La settimana scorsa, il Consiglio dei ministri votava il decreto Energia da 4,4 miliardi di euro, grazie al quale tra l’altro sono stati resi possibili il taglio delle accise di 25 centesimi al litro per benzina e diesel e nuovi aiuti a 5,2 milioni di famiglie (dalle 4 milioni di prima) contro il caro bollette. Il premier Mario Draghi ha resistito alla richiesta praticamente unanime venuta dai partiti della sua maggioranza di finanziare tali misure in deficit. Almeno per il momento – siamo ancora ai primi mesi dell’anno – non vuole far passare il messaggio che i conti pubblici italiani rischino di finire fuori controllo a causa della crisi energetica.

Per questo Draghi ha puntato su un nuovo balzello, la cosiddetta “tassa sugli extra-profitti” delle imprese attive nel comparto energetico. Quali? Esse sono coloro che:

producono energia elettrica sul territorio italiano;

producono gas metano o estraggono gas naturale;

rivendono energia elettrica, gas metano o gas naturale;

importano energia elettrica, gas metano o gas naturale;

producono, importano, distribuiscono e commerciano prodotti petroliferi.

Tassa sugli extra-profitti retroattiva e incostituzionale

Queste società dovranno pagare una tassa del 10% sul maggiore saldo, al netto l’IVA, realizzato da 1 ottobre 2021 a 31 marzo 2022. Sono esclusi i maggiori saldi fino a 5 milioni di euro e, comunque, in crescita fino al 10%. In pratica, lo stato farà pagare alle imprese sopra indicate una sorta di addizionale temporanea sui maggiori profitti realizzati attraverso le attività legate all’energia.

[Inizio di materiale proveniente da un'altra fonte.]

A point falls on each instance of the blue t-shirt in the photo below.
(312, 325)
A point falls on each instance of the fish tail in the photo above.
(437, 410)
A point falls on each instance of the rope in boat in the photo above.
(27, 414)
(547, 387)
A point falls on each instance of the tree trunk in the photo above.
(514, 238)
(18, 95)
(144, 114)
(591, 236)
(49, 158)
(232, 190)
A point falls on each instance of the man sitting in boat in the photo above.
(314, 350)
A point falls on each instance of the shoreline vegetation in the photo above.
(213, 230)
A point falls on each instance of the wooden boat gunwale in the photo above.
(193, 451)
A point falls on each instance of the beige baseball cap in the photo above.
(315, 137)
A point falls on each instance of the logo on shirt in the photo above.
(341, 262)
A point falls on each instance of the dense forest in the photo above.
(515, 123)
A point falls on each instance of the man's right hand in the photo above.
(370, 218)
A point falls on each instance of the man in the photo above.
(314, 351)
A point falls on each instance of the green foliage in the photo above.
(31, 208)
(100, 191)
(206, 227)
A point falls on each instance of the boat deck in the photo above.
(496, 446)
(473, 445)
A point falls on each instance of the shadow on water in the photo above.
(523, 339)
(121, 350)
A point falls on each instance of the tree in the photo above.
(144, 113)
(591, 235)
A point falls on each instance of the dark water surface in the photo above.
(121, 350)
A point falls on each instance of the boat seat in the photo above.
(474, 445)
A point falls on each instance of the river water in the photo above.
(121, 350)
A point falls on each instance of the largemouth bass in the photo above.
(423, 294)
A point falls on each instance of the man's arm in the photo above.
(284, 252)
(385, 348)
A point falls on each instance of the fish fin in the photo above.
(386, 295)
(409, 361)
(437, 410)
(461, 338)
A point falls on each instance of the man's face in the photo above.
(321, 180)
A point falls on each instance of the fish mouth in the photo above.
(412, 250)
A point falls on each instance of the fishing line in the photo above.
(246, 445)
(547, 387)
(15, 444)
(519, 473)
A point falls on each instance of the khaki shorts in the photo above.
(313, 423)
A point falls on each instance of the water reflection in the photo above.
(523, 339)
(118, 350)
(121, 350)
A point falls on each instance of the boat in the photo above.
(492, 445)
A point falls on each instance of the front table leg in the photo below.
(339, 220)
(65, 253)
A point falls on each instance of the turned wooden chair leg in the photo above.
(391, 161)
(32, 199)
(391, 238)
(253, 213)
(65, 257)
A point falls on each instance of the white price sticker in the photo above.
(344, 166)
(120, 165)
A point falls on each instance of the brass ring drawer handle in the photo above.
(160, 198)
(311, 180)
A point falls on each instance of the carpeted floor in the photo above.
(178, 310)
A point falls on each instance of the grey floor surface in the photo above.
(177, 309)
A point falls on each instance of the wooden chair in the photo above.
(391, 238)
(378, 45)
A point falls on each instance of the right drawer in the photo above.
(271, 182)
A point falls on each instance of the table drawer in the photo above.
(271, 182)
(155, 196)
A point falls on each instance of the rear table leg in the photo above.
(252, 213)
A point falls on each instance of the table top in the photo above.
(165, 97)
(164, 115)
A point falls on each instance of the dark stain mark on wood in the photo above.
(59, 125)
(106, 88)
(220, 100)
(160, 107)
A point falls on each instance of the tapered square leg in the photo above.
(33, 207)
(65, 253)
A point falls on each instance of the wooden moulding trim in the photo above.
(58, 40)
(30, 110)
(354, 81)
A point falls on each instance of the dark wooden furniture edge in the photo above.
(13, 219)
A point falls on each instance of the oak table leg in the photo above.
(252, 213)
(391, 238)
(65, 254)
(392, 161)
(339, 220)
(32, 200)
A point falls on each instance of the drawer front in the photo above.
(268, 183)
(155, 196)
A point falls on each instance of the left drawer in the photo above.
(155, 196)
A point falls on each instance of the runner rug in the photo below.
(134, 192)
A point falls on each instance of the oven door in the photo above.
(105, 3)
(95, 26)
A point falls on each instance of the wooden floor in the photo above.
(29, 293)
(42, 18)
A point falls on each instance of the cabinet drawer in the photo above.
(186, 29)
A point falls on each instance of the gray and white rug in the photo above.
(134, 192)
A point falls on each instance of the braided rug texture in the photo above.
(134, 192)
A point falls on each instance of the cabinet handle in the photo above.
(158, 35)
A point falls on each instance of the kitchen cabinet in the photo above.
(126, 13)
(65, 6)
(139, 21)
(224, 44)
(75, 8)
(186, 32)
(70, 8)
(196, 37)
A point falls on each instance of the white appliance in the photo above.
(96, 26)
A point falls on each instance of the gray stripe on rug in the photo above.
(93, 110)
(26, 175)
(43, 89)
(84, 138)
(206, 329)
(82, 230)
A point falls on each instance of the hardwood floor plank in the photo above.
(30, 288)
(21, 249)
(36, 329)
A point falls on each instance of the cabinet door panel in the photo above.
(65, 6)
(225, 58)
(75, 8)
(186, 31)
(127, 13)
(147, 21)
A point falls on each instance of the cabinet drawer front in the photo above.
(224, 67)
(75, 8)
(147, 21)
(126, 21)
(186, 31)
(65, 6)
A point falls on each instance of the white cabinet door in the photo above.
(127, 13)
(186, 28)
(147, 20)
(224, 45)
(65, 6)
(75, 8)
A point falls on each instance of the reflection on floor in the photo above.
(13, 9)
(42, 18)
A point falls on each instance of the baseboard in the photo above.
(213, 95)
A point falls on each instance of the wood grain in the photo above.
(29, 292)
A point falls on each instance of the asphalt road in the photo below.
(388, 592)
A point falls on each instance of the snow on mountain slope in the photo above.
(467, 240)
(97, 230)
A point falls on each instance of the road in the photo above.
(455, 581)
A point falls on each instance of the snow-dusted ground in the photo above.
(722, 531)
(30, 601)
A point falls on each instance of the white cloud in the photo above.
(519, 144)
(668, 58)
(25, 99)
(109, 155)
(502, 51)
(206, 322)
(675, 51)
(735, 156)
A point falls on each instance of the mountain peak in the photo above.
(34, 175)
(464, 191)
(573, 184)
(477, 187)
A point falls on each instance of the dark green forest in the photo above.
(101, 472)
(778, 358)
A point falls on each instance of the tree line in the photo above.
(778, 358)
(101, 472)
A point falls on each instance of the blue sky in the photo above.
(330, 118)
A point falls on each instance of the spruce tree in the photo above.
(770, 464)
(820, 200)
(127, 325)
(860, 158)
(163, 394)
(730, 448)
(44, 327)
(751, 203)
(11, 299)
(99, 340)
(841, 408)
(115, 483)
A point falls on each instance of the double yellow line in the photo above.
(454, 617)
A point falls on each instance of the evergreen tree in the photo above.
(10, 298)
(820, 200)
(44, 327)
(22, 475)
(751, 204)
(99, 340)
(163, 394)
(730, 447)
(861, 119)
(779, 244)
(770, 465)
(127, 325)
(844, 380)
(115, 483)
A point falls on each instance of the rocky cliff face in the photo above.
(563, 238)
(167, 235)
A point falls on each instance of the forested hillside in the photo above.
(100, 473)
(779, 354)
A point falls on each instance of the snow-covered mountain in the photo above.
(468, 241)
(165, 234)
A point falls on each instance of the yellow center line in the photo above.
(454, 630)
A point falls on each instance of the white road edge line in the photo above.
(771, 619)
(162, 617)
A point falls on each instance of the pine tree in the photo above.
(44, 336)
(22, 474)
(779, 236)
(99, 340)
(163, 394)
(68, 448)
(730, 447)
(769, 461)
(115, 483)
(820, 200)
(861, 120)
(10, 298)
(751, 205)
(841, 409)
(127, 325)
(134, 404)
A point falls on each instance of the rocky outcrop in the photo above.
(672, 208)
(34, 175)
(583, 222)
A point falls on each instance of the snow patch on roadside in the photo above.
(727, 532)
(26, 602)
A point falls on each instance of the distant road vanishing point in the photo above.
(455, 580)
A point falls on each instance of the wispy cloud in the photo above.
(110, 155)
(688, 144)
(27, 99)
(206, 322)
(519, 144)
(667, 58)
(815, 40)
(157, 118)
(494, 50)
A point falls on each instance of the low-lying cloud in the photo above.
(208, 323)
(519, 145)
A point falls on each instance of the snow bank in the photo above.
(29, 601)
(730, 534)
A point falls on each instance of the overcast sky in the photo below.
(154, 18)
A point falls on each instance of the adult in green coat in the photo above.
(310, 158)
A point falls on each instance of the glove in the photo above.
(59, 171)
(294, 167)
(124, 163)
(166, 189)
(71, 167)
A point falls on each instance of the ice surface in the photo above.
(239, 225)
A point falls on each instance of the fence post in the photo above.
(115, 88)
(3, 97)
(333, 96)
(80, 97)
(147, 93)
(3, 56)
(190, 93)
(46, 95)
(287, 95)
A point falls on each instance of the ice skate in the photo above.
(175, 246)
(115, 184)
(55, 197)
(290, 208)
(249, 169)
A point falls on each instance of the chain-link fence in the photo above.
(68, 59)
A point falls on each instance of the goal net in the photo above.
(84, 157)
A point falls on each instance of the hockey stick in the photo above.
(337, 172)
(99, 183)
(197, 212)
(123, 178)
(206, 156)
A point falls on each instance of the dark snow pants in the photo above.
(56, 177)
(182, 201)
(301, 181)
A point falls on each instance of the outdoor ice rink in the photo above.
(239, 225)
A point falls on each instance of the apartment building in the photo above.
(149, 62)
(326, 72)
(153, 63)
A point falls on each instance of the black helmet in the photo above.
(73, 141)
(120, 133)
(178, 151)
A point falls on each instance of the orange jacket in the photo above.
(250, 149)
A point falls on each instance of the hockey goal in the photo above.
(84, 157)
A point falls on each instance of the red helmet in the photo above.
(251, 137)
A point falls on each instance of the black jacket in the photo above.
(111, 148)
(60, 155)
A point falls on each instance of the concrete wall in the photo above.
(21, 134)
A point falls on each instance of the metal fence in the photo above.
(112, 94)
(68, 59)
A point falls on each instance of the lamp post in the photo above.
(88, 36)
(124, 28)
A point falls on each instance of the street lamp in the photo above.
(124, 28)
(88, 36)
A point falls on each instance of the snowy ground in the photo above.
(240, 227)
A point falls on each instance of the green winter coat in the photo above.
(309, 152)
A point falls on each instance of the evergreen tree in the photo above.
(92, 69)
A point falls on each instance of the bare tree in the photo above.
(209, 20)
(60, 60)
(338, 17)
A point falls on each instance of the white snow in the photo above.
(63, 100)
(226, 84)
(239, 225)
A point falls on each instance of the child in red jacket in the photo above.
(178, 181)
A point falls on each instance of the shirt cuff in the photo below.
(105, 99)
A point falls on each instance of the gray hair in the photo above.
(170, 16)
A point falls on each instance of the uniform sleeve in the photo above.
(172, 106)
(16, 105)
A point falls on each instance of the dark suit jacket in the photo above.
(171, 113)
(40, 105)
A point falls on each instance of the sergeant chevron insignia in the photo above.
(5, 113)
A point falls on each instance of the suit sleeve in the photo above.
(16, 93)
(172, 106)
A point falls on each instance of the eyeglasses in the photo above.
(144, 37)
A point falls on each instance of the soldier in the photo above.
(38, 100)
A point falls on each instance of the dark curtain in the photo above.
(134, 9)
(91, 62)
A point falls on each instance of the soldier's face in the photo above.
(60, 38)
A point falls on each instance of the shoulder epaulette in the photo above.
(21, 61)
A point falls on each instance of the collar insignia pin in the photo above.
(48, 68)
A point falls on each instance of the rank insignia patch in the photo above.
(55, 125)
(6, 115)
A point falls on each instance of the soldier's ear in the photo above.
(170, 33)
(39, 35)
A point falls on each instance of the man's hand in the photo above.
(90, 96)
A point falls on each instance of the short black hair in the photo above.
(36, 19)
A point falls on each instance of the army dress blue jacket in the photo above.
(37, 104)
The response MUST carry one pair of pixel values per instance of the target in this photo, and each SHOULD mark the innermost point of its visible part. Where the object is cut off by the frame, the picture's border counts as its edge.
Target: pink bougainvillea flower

Tuttavia, Equita Sim ha calcolato che l’impatto sui bilanci delle società sarà limitato. ENI ed ENEL sarebbero le più colpite, ma nel peggiore dei casi la prima arriverebbe a versare allo stato 100 milioni in più. Non si capisce secondo quali calcoli Draghi ritenga di poter incassare 4 miliardi.

Non è l’unica perplessità che questa tassa sugli extra-profitti suscita. Anzitutto, avendo come base imponibile i profitti realizzati nel semestre sostanzialmente quasi in scadenza, essa si configura come retroattiva.

Pertanto, sarebbe incostituzionale. E giustamente l’Istituto Bruno Leoni ricorda che l’istituzione di un tributo dalle caratteristiche nuove per decreto cozzerebbe con lo Statuto del contribuente. E questo balzello è innovativo, trattandosi di qualcosa a metà tra un’addizionale IRES e IVA. Infine, possiamo davvero far passare il principio che alcune società maturino profitti “extra”? Rispetto a cosa? Quale sarebbe il limite massimo degli utili, superato il quale potremmo parlare di un eccesso? E perché il principio non dovrebbe valere per ogni tipo di impresa? Di questo passo, però, arriveremmo ai prezzi amministrati, tipico dei sistemi ad economia pianificata.